Build and install the SSL-aware Apache:
$ cd mod_ssl-2.8.16-1.3.29
$ ./configure \
--with-apache=../apache_1.3.29 \
--with-ssl=../openssl-0.9.7c \
--prefix=/usr/local/apache
$ cd ..
$ cd apache_1.3.29
$ make
$ make certificate
$ make install
4.
$ rm -rf apache_1.3.29
$ rm -rf mod_ssl-2.8.16-1.3.29
$ rm -rf openssl-0.9.7c
5.
Fire up your SSL-aware Apache and try it out replacing local-host-name with the fully qualified domain name (FQDN) of your Web site which you entered at the make certificate step above.
$ /usr/local/apache/bin/httpd -DSSL
In your browser type:
https://local-host-name/
The one thing to note when using SSL is that it will require more processing power then regular http because all transactions must be encrypted/decrypted.
Intrusion detection
Now that you have secured your network and servers, how do you detect if anyone has attempted or worse yet succeeded in breaching your defenses? The first thing you must do is check your logs on a regular basis. The logs from your firewall as well as the ones from your server are very useful in providing a trail of evidence. If you are going to use them in court though, you must ensure that they are on a file system that is secure and that you can prove that they have not been edited — backing them up to permanent or change-protected media is a good idea.
There are also several applications that can help you such as Tripwire, Snort and Honey Pots. Honey Pots are essentially systems that are placed in your DMZ which have only basic security, but no real useful data on them. Their only purpose is to attract the attention of would-be hackers and lure them in. You can then track and log their progress for later prosecution.
Tripwire software is a tool that checks to see what has changed on your system. The program monitors key attributes of files that should not change, including binary signature, size, expected change of size, etc. Tripwire is originally known as an intrusion detection tool, but can be used for many other purposes such as integrity assurance, change management, policy compliance and more.

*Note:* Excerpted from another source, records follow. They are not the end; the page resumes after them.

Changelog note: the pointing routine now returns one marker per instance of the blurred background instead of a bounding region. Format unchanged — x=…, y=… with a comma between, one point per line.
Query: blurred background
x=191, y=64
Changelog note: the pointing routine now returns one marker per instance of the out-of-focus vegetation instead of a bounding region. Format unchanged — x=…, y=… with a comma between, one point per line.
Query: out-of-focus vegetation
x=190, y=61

Snort (aka The Piggy) is a comprehensive packet-analyzing intrusion-detection system (IDS). And ACID is a PHP-based analysis engine to help you search and analyze your IDS logs.

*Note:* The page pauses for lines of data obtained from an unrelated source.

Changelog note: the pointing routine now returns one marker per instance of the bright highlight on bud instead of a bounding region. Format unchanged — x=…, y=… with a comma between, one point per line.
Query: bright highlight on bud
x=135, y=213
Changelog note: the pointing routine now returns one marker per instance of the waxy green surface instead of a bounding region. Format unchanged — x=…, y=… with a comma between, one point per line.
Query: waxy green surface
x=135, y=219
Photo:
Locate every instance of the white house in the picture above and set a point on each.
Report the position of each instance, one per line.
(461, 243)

This subject is very complicated in itself and further research is an exercise best left to the reader.

1
An excellent example of one of these devices is the Linksys Instant Broadband™ EtherFast®Cable/DSL Firewall Router (BEFSX41) [see http://www.linksys.com/products for more info]. It is very inexpensive, provides all of the above services, and is designed for even the novice administrator to secure his or her network with only a few minutes of work. If you have a much larger budget, then have a look at the products offered by Cisco, as they are considered the market leader in Internet security hardware.